Aperol Spritz And The Milky Way Feature In This Stunning Exhibition Of Science Photos

Aperol Spritz And The Milky Way Feature In This Stunning Exhibition Of Science Photos
Soap bubble structures © Kym Cox

The first ever Science Photographer of the Year exhibition comes to Science Museum this autumn, showcasing striking shots of the tiny details of science.

Calmness of Eternity © Yevhen Samuchenko

Held by the Royal Photographic Society, the exhibition combines science and art in a series of shortlisted photos, covering topics from space to the human body — and the crystallisation of Aperol (of Aperol spritz fame).

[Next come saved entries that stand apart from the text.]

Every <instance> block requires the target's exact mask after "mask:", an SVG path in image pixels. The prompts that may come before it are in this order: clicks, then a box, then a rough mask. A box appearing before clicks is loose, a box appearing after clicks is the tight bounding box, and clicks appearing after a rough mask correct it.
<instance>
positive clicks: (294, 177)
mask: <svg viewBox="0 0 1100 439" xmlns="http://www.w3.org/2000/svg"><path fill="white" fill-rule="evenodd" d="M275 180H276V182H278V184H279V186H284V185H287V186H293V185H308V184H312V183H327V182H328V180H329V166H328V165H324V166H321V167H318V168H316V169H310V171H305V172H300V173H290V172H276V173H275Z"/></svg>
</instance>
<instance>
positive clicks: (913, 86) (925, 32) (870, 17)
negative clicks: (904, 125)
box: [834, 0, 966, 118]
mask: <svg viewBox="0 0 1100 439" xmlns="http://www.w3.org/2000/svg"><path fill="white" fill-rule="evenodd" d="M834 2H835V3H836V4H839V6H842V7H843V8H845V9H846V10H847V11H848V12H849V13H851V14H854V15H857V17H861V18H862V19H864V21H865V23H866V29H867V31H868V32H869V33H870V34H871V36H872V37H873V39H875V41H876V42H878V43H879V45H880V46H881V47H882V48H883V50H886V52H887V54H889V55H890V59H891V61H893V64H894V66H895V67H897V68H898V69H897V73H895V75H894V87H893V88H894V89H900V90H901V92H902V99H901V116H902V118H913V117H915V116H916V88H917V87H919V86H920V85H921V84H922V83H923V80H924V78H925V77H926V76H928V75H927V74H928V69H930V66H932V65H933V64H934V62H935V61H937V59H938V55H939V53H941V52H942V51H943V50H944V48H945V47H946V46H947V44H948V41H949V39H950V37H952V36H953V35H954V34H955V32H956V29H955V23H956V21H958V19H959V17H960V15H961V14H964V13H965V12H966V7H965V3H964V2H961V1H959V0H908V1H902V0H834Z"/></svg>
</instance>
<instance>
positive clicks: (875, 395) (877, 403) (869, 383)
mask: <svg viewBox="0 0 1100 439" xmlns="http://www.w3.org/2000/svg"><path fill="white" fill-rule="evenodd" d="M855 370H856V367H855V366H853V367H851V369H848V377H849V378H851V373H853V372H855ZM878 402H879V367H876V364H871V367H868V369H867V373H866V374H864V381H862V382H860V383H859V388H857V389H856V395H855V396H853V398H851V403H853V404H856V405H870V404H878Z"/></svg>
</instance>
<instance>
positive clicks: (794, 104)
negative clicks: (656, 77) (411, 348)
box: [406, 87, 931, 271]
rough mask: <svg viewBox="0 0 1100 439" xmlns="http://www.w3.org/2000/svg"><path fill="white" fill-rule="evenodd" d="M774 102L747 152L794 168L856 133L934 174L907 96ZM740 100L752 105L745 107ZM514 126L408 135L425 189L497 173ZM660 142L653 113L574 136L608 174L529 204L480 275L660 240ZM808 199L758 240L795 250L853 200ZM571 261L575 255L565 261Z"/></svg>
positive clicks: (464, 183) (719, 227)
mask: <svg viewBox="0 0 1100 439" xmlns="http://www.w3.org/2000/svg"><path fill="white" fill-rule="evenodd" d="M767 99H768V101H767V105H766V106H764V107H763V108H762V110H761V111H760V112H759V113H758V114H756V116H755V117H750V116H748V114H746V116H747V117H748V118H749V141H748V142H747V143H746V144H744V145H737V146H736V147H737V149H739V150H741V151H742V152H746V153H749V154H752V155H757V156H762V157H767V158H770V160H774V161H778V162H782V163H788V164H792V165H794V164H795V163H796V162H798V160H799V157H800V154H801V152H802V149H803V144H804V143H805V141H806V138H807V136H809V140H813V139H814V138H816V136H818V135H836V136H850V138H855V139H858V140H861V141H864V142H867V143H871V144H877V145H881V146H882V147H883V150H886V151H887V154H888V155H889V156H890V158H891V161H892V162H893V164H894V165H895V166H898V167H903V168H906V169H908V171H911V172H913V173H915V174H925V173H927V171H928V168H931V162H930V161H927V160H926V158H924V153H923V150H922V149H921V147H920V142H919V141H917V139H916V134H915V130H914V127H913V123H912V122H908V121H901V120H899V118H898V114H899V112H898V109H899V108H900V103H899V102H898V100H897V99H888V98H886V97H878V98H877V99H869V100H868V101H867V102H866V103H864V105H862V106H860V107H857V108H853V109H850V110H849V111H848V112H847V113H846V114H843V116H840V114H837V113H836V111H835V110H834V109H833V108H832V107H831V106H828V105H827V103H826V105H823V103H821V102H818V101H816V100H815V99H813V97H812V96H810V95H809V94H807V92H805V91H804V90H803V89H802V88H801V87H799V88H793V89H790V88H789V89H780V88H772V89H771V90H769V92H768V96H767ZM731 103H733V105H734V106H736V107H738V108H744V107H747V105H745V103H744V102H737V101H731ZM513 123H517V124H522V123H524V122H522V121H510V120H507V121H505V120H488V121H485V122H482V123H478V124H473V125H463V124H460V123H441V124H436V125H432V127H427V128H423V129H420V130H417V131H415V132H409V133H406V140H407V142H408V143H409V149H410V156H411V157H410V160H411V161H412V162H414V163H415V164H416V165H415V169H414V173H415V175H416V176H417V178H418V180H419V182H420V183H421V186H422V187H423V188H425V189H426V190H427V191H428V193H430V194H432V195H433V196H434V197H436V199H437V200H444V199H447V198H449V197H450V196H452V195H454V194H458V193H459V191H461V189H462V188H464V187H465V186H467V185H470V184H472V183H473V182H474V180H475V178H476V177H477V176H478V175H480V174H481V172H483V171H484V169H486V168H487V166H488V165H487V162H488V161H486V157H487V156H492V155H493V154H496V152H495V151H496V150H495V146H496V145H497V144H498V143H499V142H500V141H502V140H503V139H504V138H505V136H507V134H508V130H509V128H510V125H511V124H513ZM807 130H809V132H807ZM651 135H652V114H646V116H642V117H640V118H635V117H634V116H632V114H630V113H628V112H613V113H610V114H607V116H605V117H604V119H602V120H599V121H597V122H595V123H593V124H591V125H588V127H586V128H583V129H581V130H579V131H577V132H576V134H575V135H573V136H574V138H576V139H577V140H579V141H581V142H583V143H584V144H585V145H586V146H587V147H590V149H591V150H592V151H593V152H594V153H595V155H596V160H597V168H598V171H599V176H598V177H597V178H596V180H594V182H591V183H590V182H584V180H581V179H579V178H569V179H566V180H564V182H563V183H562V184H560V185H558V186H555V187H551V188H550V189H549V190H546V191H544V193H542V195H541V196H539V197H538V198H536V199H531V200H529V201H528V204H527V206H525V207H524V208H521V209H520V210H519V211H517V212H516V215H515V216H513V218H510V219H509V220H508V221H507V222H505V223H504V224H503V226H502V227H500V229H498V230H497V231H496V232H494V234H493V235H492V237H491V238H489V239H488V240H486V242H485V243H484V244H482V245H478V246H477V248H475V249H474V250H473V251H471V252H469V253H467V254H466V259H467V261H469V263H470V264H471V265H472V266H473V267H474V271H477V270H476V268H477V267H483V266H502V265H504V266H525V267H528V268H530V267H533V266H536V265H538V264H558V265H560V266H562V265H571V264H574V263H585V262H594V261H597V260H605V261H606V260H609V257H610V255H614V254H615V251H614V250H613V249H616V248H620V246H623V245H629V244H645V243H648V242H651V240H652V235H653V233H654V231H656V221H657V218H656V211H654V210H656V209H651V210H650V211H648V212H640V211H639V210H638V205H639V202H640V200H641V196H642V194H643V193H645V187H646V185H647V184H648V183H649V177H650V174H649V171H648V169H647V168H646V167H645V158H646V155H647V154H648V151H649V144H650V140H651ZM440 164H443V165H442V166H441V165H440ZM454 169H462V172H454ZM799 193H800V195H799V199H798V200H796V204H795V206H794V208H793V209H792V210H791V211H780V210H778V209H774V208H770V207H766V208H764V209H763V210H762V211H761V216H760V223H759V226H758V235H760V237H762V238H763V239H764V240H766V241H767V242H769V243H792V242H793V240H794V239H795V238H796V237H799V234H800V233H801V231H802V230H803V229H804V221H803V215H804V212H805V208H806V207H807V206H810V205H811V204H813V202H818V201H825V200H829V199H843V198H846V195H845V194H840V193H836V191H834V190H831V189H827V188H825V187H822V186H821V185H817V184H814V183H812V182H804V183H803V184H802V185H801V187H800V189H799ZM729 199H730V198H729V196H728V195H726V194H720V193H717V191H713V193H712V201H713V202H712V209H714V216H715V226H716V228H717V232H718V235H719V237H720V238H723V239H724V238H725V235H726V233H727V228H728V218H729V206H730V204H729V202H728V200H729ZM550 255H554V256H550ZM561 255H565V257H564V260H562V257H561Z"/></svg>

The Science of (Every) Day Life © Bernardo Cesare

Bernardo Cesare's psychedelic image, The Science of (Every) Day Life, shows the sugar crystallisation of a drop of Aperol that has been left to dry on a glass slide, and we'll be honest, it's far less orange than we expected.

Tribolium confusum. Confused flour beetle. © David Spears
Other everyday materials shown in the photos include the structure of soap bubbles and the formations of face cream.
Safety Corona © Richard Germain

Large scale images include a shot of the Milky Way, taken from the Himalayas in Nepal, and the 3,200 tonne Lovell Telescope in Cheshire.

Lovell Telescope Series 1C © Marge Bradshaw

Various photographic equipment including smartphones, digital telescopes and medical imaging equipment were used to capture the pictures.

Stag beetle © Viktor Sýkora

Roger Highfield, Science Director at the Science Museum and competition judge, said:

Since its inception, photography has bridged the worlds of art and science with images which spark and sate curiosity in equal measure. Through images of aesthetic beauty, we can tell stories about the universe and reveal places and phenomena that the naked eye will never see.

Super Moon Lunar Eclipse January 2019 © Mary Anne Chilton

The winners will be announced to coincide with the launch of the exhibition in October.

North American Nebula © Dave Watson

Science Photographer of the Year is on display at Science Museum, 7 October 2019-5 January 2020. Entry is free but tickets need to be booked in advance.